一种多方数据处理方法,包括:通过发起方和参与方分别获取各自的数据集以及计算算子;根据计算算子中的数据切割函数对数据集进行数据分割得到子数据集,并将子数据集分配至本方的各个计算从节点,各个计算从节点根据计算算子执行对应的计算逻辑;发起方计算从节点根据各参与方计算从节点提供的相应计算数据得到计算结果,并将计算结果发送至发起方计算主节点;发起方计算主节点根据计算算子对计算结果进行数据聚合,得到聚合数据。

Description

多方数据处理方法、系统、电子装置和存储介质
相关申请
本申请要求2021年12月28日申请的,申请号为202111631336.4,发明名称为“多方数据处理方法、系统、电子装置和存储介质”的中国专利申请的优先权,其全部内容通过引用结合在本申请中。
技术领域
本申请涉及数据处理领域,特别是涉及多方数据处理方法、系统、电子装置和存储介质。
背景技术
安全多方计算解决的是针对无可信第三方的情况下,如何安全地计算一个约定函数的问题。安全多方计算中,各个参与方无需向对方或第三方透露其原数据,即可完成需要多个参与方原数据才能完成的约定函数的计算。相关的开源的隐私计算框架如SPDZ(MP-SPDZ:A Versatile Framework for Multi-Party Computation),ABY3(ABY3:A Mixed Protocol Framework for Machine Learning)等,计算策略都是将数据加载到内存中直接进行计算,当需要计算的数据量越来越大时,只能增大内存来支持,但是当数据量达到TB(Terabyte)甚至PB(petabyte)时,增大内存已无法解决问题,且由于单机的算力有限,数据量过大时,计算速度会非常慢。

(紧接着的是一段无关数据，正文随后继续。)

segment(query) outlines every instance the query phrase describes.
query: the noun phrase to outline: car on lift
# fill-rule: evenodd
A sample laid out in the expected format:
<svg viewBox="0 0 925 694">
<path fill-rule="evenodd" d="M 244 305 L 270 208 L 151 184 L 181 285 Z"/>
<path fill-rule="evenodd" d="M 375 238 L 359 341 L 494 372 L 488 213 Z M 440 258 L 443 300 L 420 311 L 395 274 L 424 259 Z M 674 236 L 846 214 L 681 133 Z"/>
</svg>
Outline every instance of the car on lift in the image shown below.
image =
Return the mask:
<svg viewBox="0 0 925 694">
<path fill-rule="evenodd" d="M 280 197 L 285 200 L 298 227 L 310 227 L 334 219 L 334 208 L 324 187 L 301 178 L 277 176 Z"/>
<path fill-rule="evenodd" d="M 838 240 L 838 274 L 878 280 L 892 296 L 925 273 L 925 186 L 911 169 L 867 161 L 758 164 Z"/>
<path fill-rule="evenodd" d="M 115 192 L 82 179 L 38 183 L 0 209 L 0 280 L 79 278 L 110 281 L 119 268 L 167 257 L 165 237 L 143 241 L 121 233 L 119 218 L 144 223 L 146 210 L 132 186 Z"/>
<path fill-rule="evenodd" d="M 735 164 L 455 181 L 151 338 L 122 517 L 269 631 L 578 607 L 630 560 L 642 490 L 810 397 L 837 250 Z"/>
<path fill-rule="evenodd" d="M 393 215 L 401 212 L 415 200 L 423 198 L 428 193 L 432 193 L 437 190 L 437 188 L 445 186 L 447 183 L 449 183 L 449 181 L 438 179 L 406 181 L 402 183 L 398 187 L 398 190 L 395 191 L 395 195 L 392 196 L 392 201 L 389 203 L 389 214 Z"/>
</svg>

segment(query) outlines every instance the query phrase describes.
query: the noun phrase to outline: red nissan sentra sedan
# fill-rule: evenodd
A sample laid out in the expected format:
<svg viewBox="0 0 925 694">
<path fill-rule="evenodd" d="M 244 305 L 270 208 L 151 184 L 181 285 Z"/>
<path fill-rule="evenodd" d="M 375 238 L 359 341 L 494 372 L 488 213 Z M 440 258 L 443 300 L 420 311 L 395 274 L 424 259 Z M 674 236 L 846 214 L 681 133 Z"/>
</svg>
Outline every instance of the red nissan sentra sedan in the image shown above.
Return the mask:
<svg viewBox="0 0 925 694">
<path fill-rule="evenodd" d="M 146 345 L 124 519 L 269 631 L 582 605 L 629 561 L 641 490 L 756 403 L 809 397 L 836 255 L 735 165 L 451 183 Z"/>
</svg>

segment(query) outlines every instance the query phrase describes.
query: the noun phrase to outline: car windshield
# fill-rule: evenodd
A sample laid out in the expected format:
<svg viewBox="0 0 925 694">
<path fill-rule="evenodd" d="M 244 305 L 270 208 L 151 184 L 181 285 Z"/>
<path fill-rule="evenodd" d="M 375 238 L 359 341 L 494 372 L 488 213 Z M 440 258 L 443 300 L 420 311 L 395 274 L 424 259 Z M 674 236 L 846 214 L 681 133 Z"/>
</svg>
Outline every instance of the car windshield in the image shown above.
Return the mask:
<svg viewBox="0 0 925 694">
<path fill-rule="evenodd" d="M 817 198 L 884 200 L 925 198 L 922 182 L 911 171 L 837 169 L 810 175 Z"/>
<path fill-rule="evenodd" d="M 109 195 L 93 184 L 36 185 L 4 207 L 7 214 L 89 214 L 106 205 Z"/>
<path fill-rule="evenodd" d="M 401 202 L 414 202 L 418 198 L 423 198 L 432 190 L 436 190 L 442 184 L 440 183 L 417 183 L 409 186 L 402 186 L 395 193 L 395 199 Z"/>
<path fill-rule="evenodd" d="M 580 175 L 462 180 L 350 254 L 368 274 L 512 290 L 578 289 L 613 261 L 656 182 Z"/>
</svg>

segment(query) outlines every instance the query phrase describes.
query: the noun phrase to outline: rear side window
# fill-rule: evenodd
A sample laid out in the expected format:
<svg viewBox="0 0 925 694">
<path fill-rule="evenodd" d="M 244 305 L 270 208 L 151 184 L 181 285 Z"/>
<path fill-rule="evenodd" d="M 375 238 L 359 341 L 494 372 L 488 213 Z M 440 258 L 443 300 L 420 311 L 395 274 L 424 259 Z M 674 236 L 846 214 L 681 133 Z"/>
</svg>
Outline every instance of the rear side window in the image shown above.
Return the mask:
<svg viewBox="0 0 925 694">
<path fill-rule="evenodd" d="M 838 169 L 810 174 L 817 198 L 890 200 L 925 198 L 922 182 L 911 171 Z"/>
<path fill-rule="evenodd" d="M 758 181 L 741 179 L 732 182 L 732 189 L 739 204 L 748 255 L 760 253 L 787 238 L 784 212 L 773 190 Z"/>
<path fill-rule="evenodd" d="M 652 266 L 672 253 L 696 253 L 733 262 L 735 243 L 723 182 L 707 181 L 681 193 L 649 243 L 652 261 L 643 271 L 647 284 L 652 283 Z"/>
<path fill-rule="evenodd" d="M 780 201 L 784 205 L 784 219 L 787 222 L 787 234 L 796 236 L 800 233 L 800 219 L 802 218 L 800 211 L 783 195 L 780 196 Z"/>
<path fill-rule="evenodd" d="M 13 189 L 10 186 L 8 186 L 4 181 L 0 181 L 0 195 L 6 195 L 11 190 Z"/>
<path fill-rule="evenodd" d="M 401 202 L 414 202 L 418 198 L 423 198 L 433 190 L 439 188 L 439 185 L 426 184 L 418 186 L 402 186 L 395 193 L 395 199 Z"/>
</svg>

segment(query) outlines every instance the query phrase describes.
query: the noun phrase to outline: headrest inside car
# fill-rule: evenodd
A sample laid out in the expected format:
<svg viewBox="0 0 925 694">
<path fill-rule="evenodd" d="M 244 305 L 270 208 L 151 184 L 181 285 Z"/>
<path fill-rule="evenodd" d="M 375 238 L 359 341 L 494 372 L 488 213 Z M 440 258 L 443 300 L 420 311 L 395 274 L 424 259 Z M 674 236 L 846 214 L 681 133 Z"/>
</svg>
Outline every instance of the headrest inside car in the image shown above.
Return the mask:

目前针对相关技术中多方计算效率低的问题,尚未提出有效的解决方案。
发明内容
根据本申请的各种实施例,提供一种多方数据处理方法、系统、装置和存储介质。
第一方面,本申请提供一种多方数据处理方法,包括:
发起方和参与方分别获取各自的数据集以及计算算子;
根据所述计算算子中的数据切割函数对所述数据集进行数据分割得到子数据集,并将所述子数据集分配至本方的各个计算从节点,各个所述计算从节点根据所述计算算子执行对应的计算逻辑;
发起方计算从节点根据各参与方计算从节点提供的相应计算数据得到计算结果,并将 所述计算结果发送至所述发起方计算主节点;
所述发起方计算主节点根据所述计算算子对所述计算结果进行数据聚合,得到聚合数据。
在其中一些实施例中,所述方法还包括:
根据所述数据切割函数,对所述数据集进行数据分割得到所述子数据集并标注子数据集标号,将所述子数据集分配至本方的各个计算从节点,拥有相同子数据集标号的所述发起方计算从节点和所述参与方计算从节点之间执行对应的所述计算逻辑;
发起方计算从节点根据各参与方计算从节点提供的相应计算数据得到计算结果,并将所述计算结果发送至所述发起方计算主节点。
在其中一些实施例中,所述发起方计算从节点根据各参与方计算从节点提供的相应计算数据得到计算结果包括:
所述参与方计算从节点将所述计算数据以及对应的子数据集标号发送至参与方计算主节点,
所述参与方计算主节点将所述计算数据以及对应的子数据集标号发送至所述发起方计算主节点,所述发起方计算主节点根据所述子数据集标号将所述计算数据发送至对应的发起方计算从节点,所述发起方计算从节点根据各参与方计算从节点提供的相应计算数据得到计算结果。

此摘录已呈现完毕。